Sejenak kami merasa tenang karena ada orang dewasa yang berjalan bersama kami. Tapi tak lama kemuian saya merasa aneh, saat si lelaki itu mengajak berjalan bersama, ia sama sekali tak menengok pada kami, saya juga merasa aneh karena saya tak mendengar langkah kakinya dari belakng sampai kita berjalan bersama. Lalu saya pertajam penglihatan ku, dalam pikiran ku, saya ingin melihat apakah ia benar-benar berjalan atau melayang? dan saya sangat terkejut dg yang saya lihat. Aku yakin mata ku masih normal, si lelaki itu, saya sama sekali tak melihat kakinya atau skamulnya ataupun sepatunya.

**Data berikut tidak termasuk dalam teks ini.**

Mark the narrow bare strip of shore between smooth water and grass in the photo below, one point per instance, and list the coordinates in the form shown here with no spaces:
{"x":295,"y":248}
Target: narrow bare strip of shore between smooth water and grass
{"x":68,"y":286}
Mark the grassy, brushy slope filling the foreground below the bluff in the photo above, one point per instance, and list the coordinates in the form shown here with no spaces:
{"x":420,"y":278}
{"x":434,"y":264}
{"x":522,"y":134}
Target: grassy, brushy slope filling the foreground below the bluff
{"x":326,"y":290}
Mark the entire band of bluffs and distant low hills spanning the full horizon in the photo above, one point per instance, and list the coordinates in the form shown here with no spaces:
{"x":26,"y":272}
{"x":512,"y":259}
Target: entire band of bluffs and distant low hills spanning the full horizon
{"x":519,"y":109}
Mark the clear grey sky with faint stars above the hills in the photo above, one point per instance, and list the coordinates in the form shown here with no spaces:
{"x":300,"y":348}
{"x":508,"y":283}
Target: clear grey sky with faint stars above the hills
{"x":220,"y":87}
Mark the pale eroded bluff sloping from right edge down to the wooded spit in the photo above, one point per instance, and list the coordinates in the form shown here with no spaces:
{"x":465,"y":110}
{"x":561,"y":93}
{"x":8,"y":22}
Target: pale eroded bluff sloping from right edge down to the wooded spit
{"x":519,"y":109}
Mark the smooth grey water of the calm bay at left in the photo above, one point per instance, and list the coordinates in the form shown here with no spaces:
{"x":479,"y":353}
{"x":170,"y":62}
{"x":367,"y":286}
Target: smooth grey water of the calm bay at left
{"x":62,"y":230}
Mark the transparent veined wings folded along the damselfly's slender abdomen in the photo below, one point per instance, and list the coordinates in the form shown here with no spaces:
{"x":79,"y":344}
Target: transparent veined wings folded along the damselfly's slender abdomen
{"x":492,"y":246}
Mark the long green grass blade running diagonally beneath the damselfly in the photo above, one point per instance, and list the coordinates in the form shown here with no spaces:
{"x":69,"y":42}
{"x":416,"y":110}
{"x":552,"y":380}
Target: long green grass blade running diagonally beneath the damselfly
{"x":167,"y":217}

Lalu saya memegang erat tangan adikku untuk memberi kode ada yang tidak beres, adik ku pun memberikan kode pada sepupuku yang berjalan disampingnya, sepupuku melihat kearah ku, lalu saya menunjuk ke arah bawah (kaki si lelaki). Kami langsung berhenti dan menundukan kepala, tiba-tiba terdengar suara geraman lirih. Kami sangat tsayat dan langsung melihat ke depan, tapi si lelaki itu sudah menghilang entah kemana.

Lalu kami berlari sekencang-kencangnya sambil berteriak. Aku tak lagi memikirkan adik atau sepupuku yang berlari di belakng ku. Tiba-tiba saya mendengar adik ku menangis dan memanggil “teh Sulis!… teh Sulis” saya spontan melihat ke belakng, ternyata adikku terjatuh. Aku berlari kembali kebelakng, sepupuku meninggalkan kami berdua. Aku berlari ke belakng dg panik sambil berteriak “Buru hudang! burukeun!!! hudang buruan!” (Cepat bangun! Cepetan!!! cepetan bangun!).

Aku membantu adik ku bangun tapi tidak bsa, lalu saya berusaha untuk menggendongnya tapi tiba-tiba saya berhenti. Ada sesuatu yang menarik penglihatanku untuk melihat ke pohon pisang yang terletak kira-kira 2 meter dari tempat adikku terjatuh. Aku sangat kaget dan semakin panik dg yang saya lihat, saya yakin tak salah lihat walau sangat gelap, itu pocong yang terduduk dibawah pohon pisang, kakinya selonjor ke depan, mukanya hitam tak jelas.

Lalu saya lari sambil teriak tanpa membawa adik ku. Saat hampir dekat dg jalan raya depan rumah ku, saya melihat ayah dan warga lainnya berlari mengejar ku. Aku berteriak sambil nangis “Papa itu si dede… si dede pah…”, lalu ayah ku berlari untuk membawa adikku. Dan sejak saat itu saya tak mau lagi berangat mengaji hanya berdua atau bertiga saja. Aku selalu minta iantar-jemput, untunglah tiga tahun kemuian si pemilik tanah perkebunan itu mulai merawat dan membersihkan kebun, malah membangun rumah disana. Ya walaupun kadang si pemilik rumah juga mendpt gangguan dari mahluk halus, tapi ia tetap bertahan dirumah itu. Sekian, terimakasih.